So, I get that people might not care enough about these things to spend money on them and might simply choose not to buy organic food. What I don’t get is why there’s so much hostility directed at those who do. Now, it may be that folks are just afflicted with the inability to see another person’s divergent behavior as anything other than an attack on them and what they’ve chosen to do in their own lives. I certainly know more than a few people like this, and go out of my way not to engage them in conversation about anything personal. This is what I thought was going on, but lately I have been thinking it has more to do with money. If organic food costs more, to buy it you either have to have more money or stop buying something else. In either case, it becomes just another consumer item that can signal status. Of course, it can only signal status is people know you’re buying it, and unlike your gold Lexus SUV, it’s not something that is immediately obvious. So, if you are buying organic food as a status marker, you would have to let people know by talking about it. Which would be annoying, just as annoying as the person who talks about the thread count of their sheets that they had to have imported from France (or wherever) because otherwise how the hell would you know to be impressed with what they were sleeping on. That kind of talking about organic food would get annoying, so I could see how listeners would become hostile. I could also see how you would think it was a stupid thing to spend money on, if your goal were to gain status, since not only do you have to talk about it all the time but you eat it and then it’s gone. If I had limited funds and were concerned about signaling status, I’d probably get a flashy car and a recognizable handbag, too.

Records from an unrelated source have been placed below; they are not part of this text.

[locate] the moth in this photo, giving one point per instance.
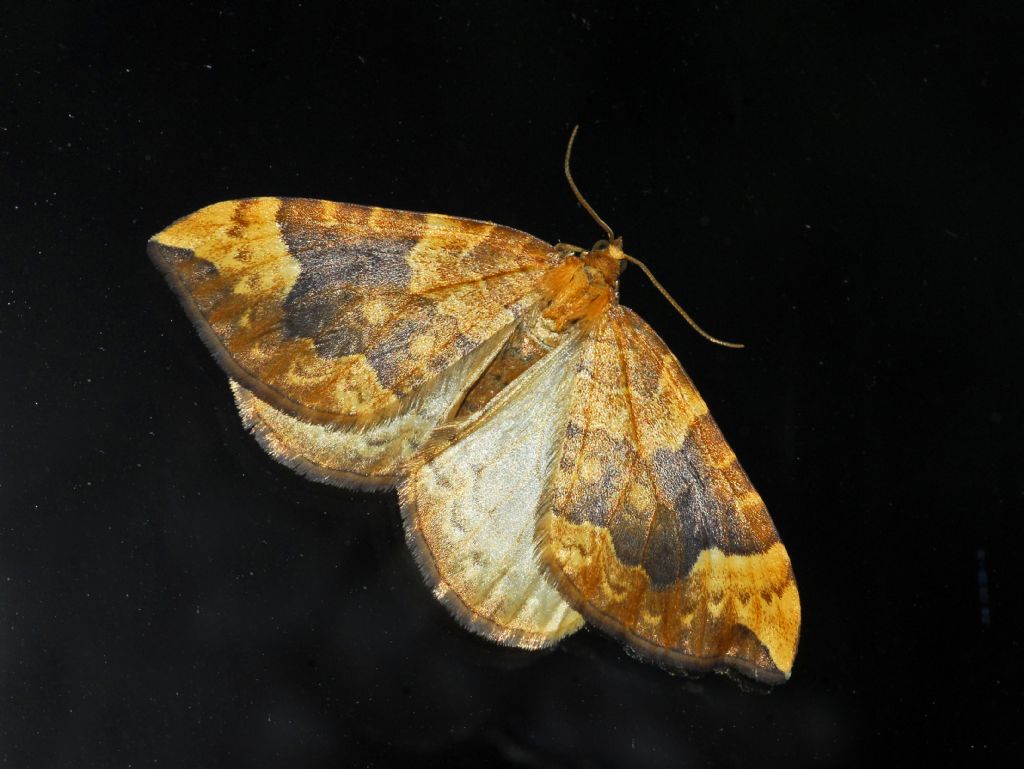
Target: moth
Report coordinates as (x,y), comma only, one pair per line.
(555,466)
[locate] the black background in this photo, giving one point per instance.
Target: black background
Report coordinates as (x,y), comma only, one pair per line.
(838,187)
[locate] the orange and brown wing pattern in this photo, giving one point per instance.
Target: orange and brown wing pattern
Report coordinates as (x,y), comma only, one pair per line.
(653,531)
(336,313)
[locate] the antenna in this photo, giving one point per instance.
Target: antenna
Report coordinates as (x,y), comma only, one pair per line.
(615,251)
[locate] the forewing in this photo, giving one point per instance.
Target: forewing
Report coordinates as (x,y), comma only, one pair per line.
(470,503)
(365,456)
(653,531)
(336,313)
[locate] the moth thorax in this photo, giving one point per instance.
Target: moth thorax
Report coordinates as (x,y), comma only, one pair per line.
(579,290)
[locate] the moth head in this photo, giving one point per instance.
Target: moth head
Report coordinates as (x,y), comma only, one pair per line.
(607,257)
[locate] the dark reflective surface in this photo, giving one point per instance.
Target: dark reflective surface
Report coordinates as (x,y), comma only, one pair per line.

After all this circular talking, we seem to have arrived at: some people care about the practices behind organic food to buy it regardless of price and some people only buy organic food because of what they think the price says about how much money they have. Apparently I only know people in the first category, aka hippies, because I’ve never heard someone put forward their consumption of organic food as a way to impress me (or someone else impressive who might also be listening).